When we maintain long training periods with high loads, volumes and intensities without leaving an adequate recovery period, performance will be impaired.
Pay attention to the signals your body sends to avoid reaching this state.
El overtraining syndrome o chronic fatigue se presents as a decreased sports performance, but also it is associated with various physiological and psychological manifestationss that you can attend before reaching it:
1st-Increase in heart rate at rest and during exercise.
Evaluate the resting heart rate can be a good indicator fatigue control.
Likewise, having a record of the heart rate at each intensity of the training will allow us to control variations in an objective way.

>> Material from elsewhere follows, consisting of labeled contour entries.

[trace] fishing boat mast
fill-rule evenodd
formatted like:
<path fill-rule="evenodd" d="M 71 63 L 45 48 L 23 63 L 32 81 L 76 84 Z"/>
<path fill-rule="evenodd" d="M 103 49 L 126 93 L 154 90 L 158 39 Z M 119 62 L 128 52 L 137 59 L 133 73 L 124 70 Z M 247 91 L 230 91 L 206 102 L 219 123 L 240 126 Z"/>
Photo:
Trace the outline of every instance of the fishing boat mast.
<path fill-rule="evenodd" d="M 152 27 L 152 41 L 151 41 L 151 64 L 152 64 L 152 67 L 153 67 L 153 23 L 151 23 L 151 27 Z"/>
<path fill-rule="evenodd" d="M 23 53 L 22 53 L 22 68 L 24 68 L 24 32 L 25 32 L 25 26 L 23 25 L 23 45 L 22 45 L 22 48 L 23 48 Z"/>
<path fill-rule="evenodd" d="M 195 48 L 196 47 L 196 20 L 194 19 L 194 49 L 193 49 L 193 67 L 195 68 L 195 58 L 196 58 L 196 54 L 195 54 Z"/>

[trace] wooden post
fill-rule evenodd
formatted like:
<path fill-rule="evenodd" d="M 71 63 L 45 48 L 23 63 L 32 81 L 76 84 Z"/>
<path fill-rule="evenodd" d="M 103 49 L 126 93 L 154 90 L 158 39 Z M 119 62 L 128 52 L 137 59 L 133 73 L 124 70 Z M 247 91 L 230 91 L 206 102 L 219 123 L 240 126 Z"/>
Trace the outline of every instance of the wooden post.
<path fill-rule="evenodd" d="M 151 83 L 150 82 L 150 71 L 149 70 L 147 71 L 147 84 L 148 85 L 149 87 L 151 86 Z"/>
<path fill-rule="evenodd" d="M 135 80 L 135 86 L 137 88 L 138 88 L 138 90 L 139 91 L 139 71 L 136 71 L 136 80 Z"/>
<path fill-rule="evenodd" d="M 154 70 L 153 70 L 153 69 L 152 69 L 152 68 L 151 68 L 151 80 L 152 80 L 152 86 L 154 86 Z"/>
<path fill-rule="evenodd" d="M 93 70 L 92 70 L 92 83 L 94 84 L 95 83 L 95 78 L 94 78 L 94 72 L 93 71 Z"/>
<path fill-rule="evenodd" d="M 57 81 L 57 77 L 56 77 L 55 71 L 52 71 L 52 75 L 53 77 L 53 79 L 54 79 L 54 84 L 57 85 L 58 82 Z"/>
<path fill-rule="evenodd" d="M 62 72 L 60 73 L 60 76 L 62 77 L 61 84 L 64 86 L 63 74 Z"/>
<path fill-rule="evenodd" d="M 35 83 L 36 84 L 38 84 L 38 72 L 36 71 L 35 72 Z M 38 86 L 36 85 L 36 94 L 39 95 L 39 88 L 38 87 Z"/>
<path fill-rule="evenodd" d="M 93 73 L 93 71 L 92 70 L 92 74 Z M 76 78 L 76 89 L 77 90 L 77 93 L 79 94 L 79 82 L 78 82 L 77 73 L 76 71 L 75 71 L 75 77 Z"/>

In the hours of sleep the athlete can't get rest, have a restful sleep and therefore recover from the fatigue of training.
3rd-Alterations in appetite.
Normally related to decrease of the same that can lead to loss of body weight.
4th-Delay in recovery after exercise.
Increased recovery time required after the training sessions compared to other similar moments of loading in the season.
La loss of motivation and desire will be reflected in the athlete's attitude compared to training and more pronounced at times of greater demand (competition).
6th-Increased irritability and emotional lability.
Increased bad mood and constant disgusteo constant and uncontrolled changes in the expression of emotions (crying, laughing) are also related to chronic fatigue states.
Overtraining, causes, effects and solutions
Among the causes, prolonged periods of physical exercise can cause a increase in cortisol, one of the " stress hormoness «, which under normal conditions increases in situations of mental pressure and puts us on alert, as in competitions.
But what with continuous high levels have harmful effects for the athlete, even causing muscle damage.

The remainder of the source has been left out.